Nathan Lane brings up when he bombed an audition with Milos Forman for the part of Schikaneder in Amadeus. He confesses, “Milos was exceedingly charming, and at the end of the meeting he asked if I wouldn’t mind reading a scene with him. I was happy to oblige. I did the first line, and when I finished, he said, ‘No, more like this.’ Then he read the line. I did the next line, and then he said the same thing . . . this went on for the entire scene. Line by line. When we finally finished, I looked at him and said, ‘Well, I don’t know about me, but I think you’d be great in the part.’ He giggled, gave me a screen test — and Simon Callow was wonderful in the movie.” However, Harvey Fierstein recounts an audition which was so bad it affected other members of the production. He explains, “My worst audition was for the role of Roberta Muldoon, the transvestite football player in the 1982 film The World According to Garp. The casting director, Marion Dougherty, called me in, and the first time around I was terrific. So she had me back to audition for the director, George Roy Hill. And I crashed and burned. I was terrible. He wouldn’t even look at me. He looked at Marion and said, ‘Do you want this job or not?’ You know you’ve hit bottom when you get the casting director fired.”

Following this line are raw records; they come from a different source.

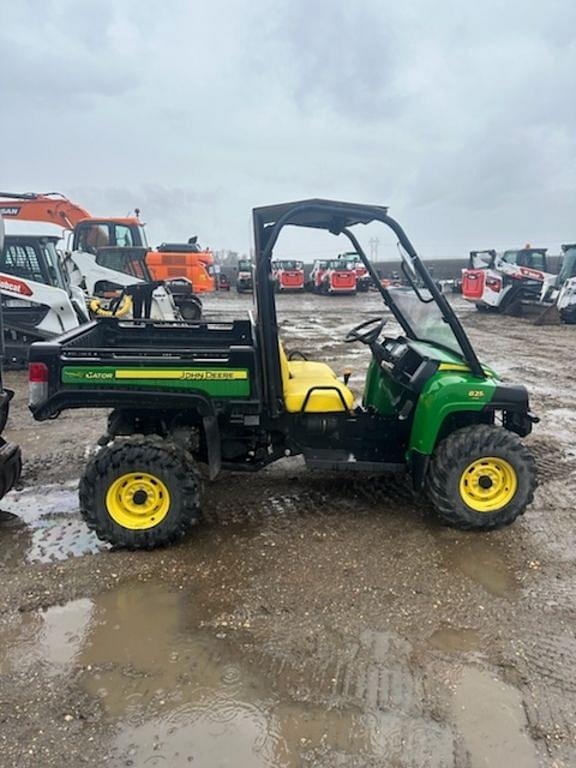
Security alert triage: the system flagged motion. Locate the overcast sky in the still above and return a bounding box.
[0,0,576,258]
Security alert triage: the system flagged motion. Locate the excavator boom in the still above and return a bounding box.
[0,192,91,230]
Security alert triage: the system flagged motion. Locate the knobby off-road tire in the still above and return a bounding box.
[79,437,201,549]
[427,424,537,531]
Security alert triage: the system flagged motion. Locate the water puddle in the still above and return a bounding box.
[442,536,519,597]
[0,599,93,676]
[452,667,540,768]
[0,483,109,567]
[0,580,464,768]
[428,627,481,653]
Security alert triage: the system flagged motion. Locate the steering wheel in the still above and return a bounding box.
[344,317,388,346]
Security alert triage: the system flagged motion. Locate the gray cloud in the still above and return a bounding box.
[0,0,576,255]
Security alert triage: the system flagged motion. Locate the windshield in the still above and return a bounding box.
[387,244,465,357]
[41,241,67,289]
[328,259,356,272]
[558,246,576,285]
[273,261,304,269]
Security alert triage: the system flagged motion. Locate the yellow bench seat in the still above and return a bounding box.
[280,343,354,413]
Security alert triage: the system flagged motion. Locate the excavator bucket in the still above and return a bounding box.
[533,304,561,325]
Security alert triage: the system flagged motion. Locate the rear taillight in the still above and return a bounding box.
[28,363,48,384]
[28,363,48,407]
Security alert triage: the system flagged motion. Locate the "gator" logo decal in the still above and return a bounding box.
[62,365,250,397]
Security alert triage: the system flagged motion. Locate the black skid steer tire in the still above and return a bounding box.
[427,424,537,531]
[79,436,201,549]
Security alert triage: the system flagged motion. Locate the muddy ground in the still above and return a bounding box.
[0,294,576,768]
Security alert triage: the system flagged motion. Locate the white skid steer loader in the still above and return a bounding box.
[0,235,89,367]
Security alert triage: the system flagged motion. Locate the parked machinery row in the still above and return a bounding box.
[462,244,576,323]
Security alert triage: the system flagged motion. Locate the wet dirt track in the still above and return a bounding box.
[0,294,576,768]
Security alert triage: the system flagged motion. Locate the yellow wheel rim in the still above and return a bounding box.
[106,472,170,531]
[460,456,518,512]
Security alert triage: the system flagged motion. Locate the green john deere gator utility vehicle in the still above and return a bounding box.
[30,200,536,548]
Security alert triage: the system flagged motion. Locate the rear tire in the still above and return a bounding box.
[427,424,537,531]
[79,437,201,549]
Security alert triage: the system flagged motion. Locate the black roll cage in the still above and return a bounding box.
[252,199,485,416]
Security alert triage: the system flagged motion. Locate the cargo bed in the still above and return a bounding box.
[30,318,260,421]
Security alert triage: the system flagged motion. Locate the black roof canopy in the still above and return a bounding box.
[253,198,388,234]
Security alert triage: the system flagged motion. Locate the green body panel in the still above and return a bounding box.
[408,369,498,454]
[62,365,250,397]
[362,359,404,416]
[363,341,498,459]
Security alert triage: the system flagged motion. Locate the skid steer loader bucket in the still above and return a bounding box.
[532,304,561,325]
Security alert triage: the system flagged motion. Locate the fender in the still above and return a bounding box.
[406,368,498,461]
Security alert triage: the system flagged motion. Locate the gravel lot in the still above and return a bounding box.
[0,293,576,768]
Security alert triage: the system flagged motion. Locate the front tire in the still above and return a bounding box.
[79,437,201,549]
[427,424,536,531]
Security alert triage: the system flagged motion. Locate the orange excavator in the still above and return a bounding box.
[0,192,215,320]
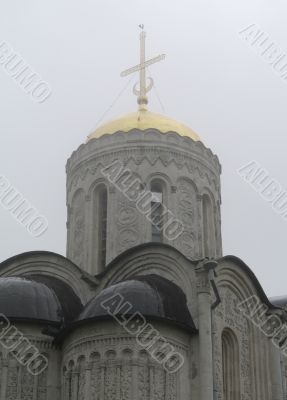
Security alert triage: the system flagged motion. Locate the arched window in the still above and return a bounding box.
[222,329,240,400]
[150,181,164,242]
[91,184,108,274]
[202,194,216,257]
[98,185,108,269]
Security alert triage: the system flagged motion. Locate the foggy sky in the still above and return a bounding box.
[0,0,287,296]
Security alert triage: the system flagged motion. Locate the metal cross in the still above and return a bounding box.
[121,25,165,110]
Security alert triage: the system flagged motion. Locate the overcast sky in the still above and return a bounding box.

But perhaps Roger Rees has the best story of them all. After all, in his story he tells us that he can’t even play himself right, claiming, “I was living in New York and I got an urgent call from my agent saying I have to get out to Los Angeles right away for an important movie audition. I didn’t want to go, so I asked, ‘How do you know I’m right for the part?’ Because, he said, ‘they’re looking for a ‘Roger Rees’ type.’ So I got on a plane, landed in Los Angeles, rented a car and drove straight to the studio to audition as Roger Rees for a “Roger Rees” type. I didn’t get the part.”
Let’s hope that you have a lot more success as your “type” than Roger Rees did!